OldTimer wrote on 3/9/2003, 8:40 PM
I notice under preferance that there is a setting for Dynamic Ram Preview. I'm not even certain what this is or does. I have 512MB RAM & a Pentium 4 2GB processor. Should I be increasing this Dynamic Ram Preview figure on my machine for even better performance & it so what would you recomend? It says that maximum is 382MB.

Comments

TheHappyFriar wrote on 3/9/2003, 9:01 PM
This is only used if you build a dynmic ram preview (rendered in RAM only). The more RAM you allocate, the longer preview you can have. Basicly, it renders a certain section (the blue selected area) to RAM, and you have your video played back almost perfectly (i say almost because if I say perfectly, someone will say otherwise. :) )

I can playback a section of video that has generated media, various plugin SFX, and multiple sounds at 30fps when previewed to ram (highest quality) but only about 10fps when played normaly in my preview window. Very useful to see how something is going to look w/o wasting disk space.
Tyler.Durden wrote on 3/9/2003, 9:32 PM
Hi,

Like the friar say, RAM is good (and fast) for ram-rendering previews. It is also good for working with stills.

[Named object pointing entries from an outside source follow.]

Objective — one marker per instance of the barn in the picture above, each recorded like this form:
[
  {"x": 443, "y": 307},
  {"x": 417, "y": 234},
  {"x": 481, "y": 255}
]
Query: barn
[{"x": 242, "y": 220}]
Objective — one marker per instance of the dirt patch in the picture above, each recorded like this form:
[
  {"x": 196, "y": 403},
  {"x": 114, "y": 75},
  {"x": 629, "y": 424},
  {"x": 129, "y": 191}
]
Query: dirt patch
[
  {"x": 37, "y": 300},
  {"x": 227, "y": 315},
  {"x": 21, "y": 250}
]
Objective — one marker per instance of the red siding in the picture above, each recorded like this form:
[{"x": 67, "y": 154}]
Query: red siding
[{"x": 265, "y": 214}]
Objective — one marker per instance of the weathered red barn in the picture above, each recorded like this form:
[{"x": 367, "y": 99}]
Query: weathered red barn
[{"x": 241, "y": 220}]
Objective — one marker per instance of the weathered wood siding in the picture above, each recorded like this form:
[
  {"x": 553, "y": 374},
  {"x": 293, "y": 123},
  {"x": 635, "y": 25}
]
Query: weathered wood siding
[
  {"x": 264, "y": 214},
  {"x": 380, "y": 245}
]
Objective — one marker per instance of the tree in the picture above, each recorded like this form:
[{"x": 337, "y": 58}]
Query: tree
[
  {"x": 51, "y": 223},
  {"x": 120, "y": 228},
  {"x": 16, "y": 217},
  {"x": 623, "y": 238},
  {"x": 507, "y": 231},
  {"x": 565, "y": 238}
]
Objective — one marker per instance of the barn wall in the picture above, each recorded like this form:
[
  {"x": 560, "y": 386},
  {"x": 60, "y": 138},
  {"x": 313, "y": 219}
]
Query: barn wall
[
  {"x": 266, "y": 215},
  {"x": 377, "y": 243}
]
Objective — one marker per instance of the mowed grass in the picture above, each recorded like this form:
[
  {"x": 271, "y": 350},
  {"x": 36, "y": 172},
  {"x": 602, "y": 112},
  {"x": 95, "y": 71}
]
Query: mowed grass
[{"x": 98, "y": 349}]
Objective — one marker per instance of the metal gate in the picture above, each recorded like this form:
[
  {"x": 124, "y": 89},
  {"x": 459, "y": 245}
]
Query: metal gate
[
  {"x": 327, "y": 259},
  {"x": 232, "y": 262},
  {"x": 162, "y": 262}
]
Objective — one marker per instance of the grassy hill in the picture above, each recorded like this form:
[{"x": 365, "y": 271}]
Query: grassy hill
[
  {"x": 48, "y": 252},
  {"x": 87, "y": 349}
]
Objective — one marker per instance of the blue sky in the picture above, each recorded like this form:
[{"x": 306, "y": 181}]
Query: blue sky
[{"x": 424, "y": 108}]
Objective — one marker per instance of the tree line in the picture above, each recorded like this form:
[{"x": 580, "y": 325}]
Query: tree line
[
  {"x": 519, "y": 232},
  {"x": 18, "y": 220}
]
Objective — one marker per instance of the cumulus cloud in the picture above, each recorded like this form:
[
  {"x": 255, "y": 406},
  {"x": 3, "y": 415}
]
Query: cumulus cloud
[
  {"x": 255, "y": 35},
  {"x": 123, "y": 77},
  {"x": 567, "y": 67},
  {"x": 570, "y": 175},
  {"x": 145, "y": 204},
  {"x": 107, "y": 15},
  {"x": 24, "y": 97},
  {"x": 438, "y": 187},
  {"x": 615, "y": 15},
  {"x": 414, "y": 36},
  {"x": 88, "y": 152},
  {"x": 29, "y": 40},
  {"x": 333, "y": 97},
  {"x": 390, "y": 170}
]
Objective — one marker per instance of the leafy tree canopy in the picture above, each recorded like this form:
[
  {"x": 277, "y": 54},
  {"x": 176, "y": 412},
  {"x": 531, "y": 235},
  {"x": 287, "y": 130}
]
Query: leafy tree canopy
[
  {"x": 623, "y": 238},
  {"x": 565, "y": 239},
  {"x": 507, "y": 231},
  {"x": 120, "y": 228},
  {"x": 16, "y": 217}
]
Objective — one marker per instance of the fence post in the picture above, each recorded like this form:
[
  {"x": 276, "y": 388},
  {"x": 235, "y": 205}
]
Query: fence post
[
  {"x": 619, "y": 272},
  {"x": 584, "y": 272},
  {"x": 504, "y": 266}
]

You might notice that even if you don't "RAM-render" segments, Vegas will progressively recompress and cache a segment that is permitted to loop repeatedly... I found Vegas will cache and play more footage than it would use for a RAM-render.

While fast, RAM renders go away... if you want to keep the rendered-preview, you might want to pre-render which saves a temporary file on disk.